Simon bought us all a round of drinks and Rae and I stole a seat and shared it. Luckily we both had a tiny arse or one of us would have been on the floor. Across the table, Cole’s attention was being commandeered by the lovely Tamara. I was fine with that. It meant avoiding his eyes was easy, and I could gab away with Simon and Tony, two opposites who somehow made a perfect right. I was falling in love with them and I imagined anyone who spent just a little time with them would feel the same way.

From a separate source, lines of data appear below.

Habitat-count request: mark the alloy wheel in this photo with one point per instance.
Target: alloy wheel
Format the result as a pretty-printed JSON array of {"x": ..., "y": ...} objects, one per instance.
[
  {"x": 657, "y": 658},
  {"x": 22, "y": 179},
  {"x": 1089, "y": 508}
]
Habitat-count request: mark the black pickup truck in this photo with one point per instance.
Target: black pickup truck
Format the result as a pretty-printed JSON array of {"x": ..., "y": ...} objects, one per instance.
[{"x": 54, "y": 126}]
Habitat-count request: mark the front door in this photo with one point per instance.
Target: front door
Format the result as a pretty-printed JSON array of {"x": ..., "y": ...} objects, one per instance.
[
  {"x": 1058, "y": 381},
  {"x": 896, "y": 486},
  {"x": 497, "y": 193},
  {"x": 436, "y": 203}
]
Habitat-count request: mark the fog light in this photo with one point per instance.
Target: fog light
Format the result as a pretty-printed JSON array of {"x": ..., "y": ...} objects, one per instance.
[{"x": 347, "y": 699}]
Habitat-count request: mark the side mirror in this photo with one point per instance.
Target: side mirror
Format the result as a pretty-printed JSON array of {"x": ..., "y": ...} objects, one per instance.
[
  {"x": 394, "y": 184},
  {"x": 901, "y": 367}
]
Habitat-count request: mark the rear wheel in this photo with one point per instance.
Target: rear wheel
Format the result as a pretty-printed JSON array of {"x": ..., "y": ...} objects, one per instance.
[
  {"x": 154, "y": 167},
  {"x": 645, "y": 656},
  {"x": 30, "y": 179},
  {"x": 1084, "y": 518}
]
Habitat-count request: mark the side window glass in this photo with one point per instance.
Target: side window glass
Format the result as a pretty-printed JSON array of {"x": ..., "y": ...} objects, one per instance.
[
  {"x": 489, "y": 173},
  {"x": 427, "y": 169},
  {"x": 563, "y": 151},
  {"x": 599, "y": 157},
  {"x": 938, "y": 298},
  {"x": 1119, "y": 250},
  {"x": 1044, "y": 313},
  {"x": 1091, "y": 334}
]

“So I have this woman come into my salon and she asks for my price list,” Tony said. I’d already learned from Simon that Tony owned a hair salon in Old Town. He was so successful he was just about to finalize plans to open a second salon in Stockbridge. “She turns up her nose and says, ‘Oh no, darling, I never get my hair cut in a salon that charges less than eighty pounds for a cut and blow-dry.’” He rolled his eyes. “So I say, ‘But, darling, there are so many gorgeous woman who can’t afford high-end prices. Here I offer high-end cuts at an affordable rate.’ And the old witch has the nerve to say loudly in front of all my beautiful customers, ‘And that’s why you’ll never have high-end clients.’”
“I hope you stuck it to the bitch,” Rae said.
Tony harrumphed. “I look her over very deliberately and I say, ‘In my salon, darling, you can’t put a price on class.’ I dunno what these women think . . . that I’m going to sniff after their gold-covered bottoms?” He leaned into me now. “I start with very little and it was the students and young working people that help me build my business. I’m not going to forget where I come from, you know.” He chuckled. “Although my mother tells me all the time I forget I am Italian.”
“She doesn’t know what she’s talking about.” Simon shook his head. “Half the time I can’t understand a fucking thing coming out of your mouth.”
Tony grinned wickedly at him. “It has its uses, though, yes?”
While his boyfriend threw his head back in laughter, Rae yelled, “No! No, no! No sex talk tonight.”
I raised an eyebrow. “Really?”
She frowned. “Really, what?”
“You have a problem with them discussing their sex life. You,” I emphasized. “The squealer?”
Simon, Tony, and Cole burst out laughing. I hadn’t even realized Cole was listening to our conversation. Rae fought a grin as she stared at me.